If you want reliable agents, you need to apply the same rigor to their memory that you apply to your transaction logs:
- Sanitization: Don’t just append every user interaction to the history. Clean it.
- Access control: Ensure the agent’s “memory” respects the same row-level security (RLS) policies as your application database. An agent shouldn’t “know” about Q4 financial projections just because it ingested a PDF that the user isn’t allowed to see.
- Ephemeral state: Don’t let agents remember forever. Long contexts increase the surface area for hallucinations. Wipe the slate clean often.
My Oracle colleague Richmond Alake calls this emerging discipline “memory engineering” and, as I’ve covered before, frames it as the successor to prompt or context engineering. You can’t just add more tokens to a context window to improve a prompt. Instead, you must create a “data-to-memory pipeline that intentionally transforms raw data into structured, durable memories: short term, long term, shared, and so on.”
The rebellion against robot drivel
Finally, we need to talk about the user. One reason Breunig cites for the failure of internal agent pilots is that employees simply don’t like using them.
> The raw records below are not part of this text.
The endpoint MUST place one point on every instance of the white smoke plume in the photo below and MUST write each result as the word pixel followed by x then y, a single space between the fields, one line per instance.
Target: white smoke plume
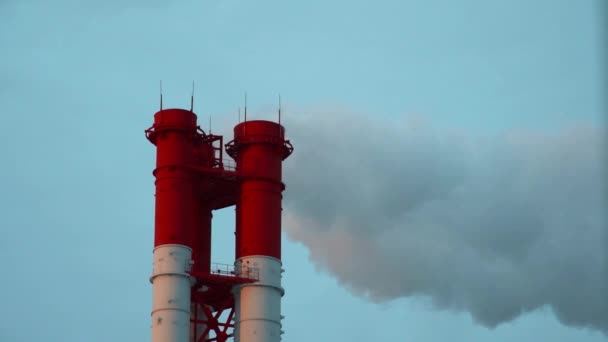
pixel 493 226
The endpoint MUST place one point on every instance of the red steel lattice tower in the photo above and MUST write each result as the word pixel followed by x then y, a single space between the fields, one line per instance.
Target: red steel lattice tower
pixel 193 300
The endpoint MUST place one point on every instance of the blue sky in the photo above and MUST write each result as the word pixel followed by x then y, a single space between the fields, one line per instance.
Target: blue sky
pixel 80 84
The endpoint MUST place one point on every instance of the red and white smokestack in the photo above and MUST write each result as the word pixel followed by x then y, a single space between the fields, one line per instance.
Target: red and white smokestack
pixel 175 217
pixel 259 147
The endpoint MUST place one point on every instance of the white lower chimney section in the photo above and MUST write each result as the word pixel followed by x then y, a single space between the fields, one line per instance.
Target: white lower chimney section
pixel 171 293
pixel 258 305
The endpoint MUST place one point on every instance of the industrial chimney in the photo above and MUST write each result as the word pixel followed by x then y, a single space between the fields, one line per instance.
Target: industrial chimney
pixel 193 299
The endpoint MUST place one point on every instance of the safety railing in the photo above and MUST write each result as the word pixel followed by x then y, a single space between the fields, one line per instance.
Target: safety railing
pixel 232 271
pixel 229 164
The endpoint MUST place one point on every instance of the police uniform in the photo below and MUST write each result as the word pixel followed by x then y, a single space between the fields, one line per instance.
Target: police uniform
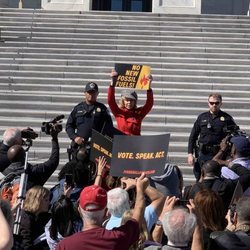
pixel 209 129
pixel 84 117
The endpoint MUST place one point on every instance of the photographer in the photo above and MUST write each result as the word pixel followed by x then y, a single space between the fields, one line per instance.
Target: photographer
pixel 38 174
pixel 11 136
pixel 238 148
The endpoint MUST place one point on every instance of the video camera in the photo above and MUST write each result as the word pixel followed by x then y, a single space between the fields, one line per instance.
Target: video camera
pixel 54 124
pixel 29 134
pixel 234 130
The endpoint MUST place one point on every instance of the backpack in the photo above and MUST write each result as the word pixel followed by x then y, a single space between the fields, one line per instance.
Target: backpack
pixel 190 190
pixel 9 188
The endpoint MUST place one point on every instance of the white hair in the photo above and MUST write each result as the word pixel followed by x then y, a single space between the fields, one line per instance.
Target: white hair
pixel 118 201
pixel 179 225
pixel 12 136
A big part of this is what I call the rebellion against robot drivel. When we try to replace human workflows with fully autonomous agents, we often end up with verbose, hedging, soulless text, and it’s increasingly obvious to the recipient that AI wrote it, not you. And if you can’t be bothered to write it, why should they bother to read it?
This is why keeping a human in the loop isn’t just a safety feature; it’s a quality feature. It’s also how you start to bootstrap trust. You start with suggestion mode, then graduate to partial automation only where you have measured reliability. Unsurprisingly, then, the most successful agents described in the reports Breunig cites are those that augment human work rather than replace it. They act as a copilot (to borrow the Microsoft nomenclature) that drafts the email, writes the SQL query, or summarizes the report, but then pauses and asks a human: “Does this look right?”
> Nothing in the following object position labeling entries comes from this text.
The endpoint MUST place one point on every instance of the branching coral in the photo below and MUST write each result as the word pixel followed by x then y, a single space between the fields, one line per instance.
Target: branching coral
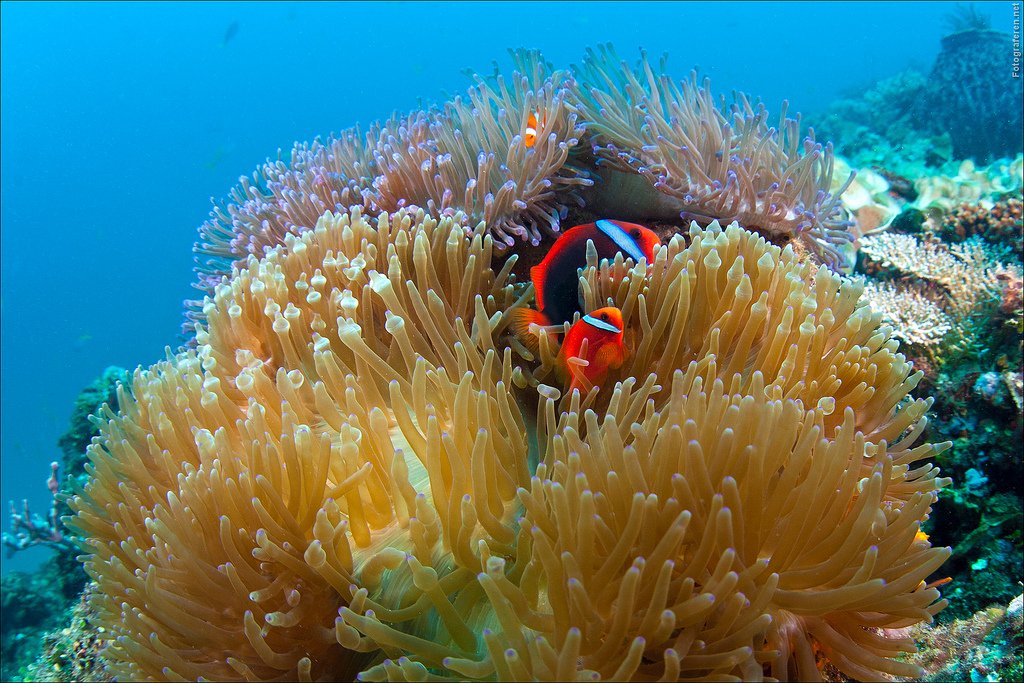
pixel 1000 223
pixel 969 283
pixel 346 473
pixel 726 165
pixel 916 318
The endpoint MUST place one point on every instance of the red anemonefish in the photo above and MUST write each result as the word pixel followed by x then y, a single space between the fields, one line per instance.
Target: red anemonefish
pixel 602 331
pixel 556 283
pixel 529 134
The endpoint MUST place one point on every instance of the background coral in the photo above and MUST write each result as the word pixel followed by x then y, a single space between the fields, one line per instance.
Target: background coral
pixel 970 95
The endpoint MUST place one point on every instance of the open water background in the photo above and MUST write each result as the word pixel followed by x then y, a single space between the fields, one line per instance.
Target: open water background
pixel 120 121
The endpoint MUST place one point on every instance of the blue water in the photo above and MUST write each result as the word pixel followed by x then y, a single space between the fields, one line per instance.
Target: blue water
pixel 120 121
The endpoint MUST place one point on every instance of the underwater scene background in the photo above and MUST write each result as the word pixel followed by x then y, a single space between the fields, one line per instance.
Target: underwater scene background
pixel 121 121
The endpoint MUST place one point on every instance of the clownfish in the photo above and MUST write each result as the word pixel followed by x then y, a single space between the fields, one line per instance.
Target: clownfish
pixel 529 135
pixel 602 331
pixel 556 283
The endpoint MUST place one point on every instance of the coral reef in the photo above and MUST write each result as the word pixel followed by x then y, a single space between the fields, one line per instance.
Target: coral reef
pixel 711 164
pixel 985 646
pixel 965 281
pixel 34 602
pixel 73 652
pixel 880 127
pixel 656 151
pixel 1000 223
pixel 970 94
pixel 347 474
pixel 947 276
pixel 31 604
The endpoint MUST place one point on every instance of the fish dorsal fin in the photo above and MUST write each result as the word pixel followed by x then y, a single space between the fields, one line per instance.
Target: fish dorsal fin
pixel 535 276
pixel 601 325
pixel 622 239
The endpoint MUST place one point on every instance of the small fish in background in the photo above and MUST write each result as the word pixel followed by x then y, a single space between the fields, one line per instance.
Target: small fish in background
pixel 556 282
pixel 592 347
pixel 529 134
pixel 218 156
pixel 232 30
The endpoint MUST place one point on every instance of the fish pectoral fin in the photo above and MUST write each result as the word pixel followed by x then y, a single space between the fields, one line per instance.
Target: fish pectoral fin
pixel 519 322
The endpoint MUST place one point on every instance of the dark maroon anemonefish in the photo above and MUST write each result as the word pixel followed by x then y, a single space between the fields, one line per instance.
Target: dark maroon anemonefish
pixel 555 279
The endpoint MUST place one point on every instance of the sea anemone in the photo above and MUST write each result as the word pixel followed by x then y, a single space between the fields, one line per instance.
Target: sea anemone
pixel 713 163
pixel 656 150
pixel 354 470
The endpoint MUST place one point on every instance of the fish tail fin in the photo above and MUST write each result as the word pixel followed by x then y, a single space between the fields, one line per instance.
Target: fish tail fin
pixel 520 319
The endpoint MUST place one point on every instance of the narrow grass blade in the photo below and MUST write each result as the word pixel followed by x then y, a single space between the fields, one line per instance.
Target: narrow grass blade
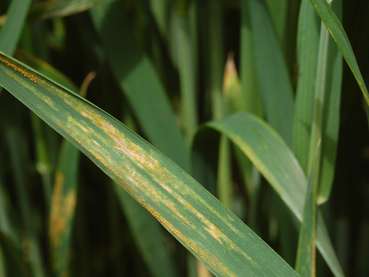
pixel 174 198
pixel 147 98
pixel 275 161
pixel 339 35
pixel 62 208
pixel 11 31
pixel 306 253
pixel 45 68
pixel 46 9
pixel 251 101
pixel 186 68
pixel 307 51
pixel 331 117
pixel 31 251
pixel 272 72
pixel 215 57
pixel 148 236
pixel 160 10
pixel 279 12
pixel 2 262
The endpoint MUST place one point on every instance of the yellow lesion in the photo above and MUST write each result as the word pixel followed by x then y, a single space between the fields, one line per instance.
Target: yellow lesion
pixel 26 73
pixel 206 256
pixel 62 209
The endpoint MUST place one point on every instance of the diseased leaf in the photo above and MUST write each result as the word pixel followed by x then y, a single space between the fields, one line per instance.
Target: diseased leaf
pixel 275 161
pixel 174 198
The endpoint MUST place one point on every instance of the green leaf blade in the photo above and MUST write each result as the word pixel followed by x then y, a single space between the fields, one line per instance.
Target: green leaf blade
pixel 174 198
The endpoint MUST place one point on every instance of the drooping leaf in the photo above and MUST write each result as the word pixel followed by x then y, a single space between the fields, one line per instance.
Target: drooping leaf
pixel 130 65
pixel 339 35
pixel 272 72
pixel 174 198
pixel 275 161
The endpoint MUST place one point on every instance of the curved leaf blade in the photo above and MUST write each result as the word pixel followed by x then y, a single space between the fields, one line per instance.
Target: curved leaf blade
pixel 190 213
pixel 257 141
pixel 339 35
The reliability is high because the human is the final filter. The trust tax is low because the human remains accountable.
The boring revolution
We are leaving the phase of AI magical thinking and entering the phase of AI industrialization. The headlines about artificial general intelligence and superintelligence are fun, but they are distractions for the enterprise developer. AI is all about inference now, or the application of models to specific, governed data.
As Breunig’s analysis confirms, the agents that will actually survive in the enterprise aren’t the ones that promise to do everything. They do a few things reliably, securely, and boringly. The cure, in short, is not to wait for GPT-6 as some AI panacea. The cure is boring engineering that constrains blast radius, governs state, measures reality, and earns trust, one small workflow at a time.
In the enterprise, “boring” is what scales.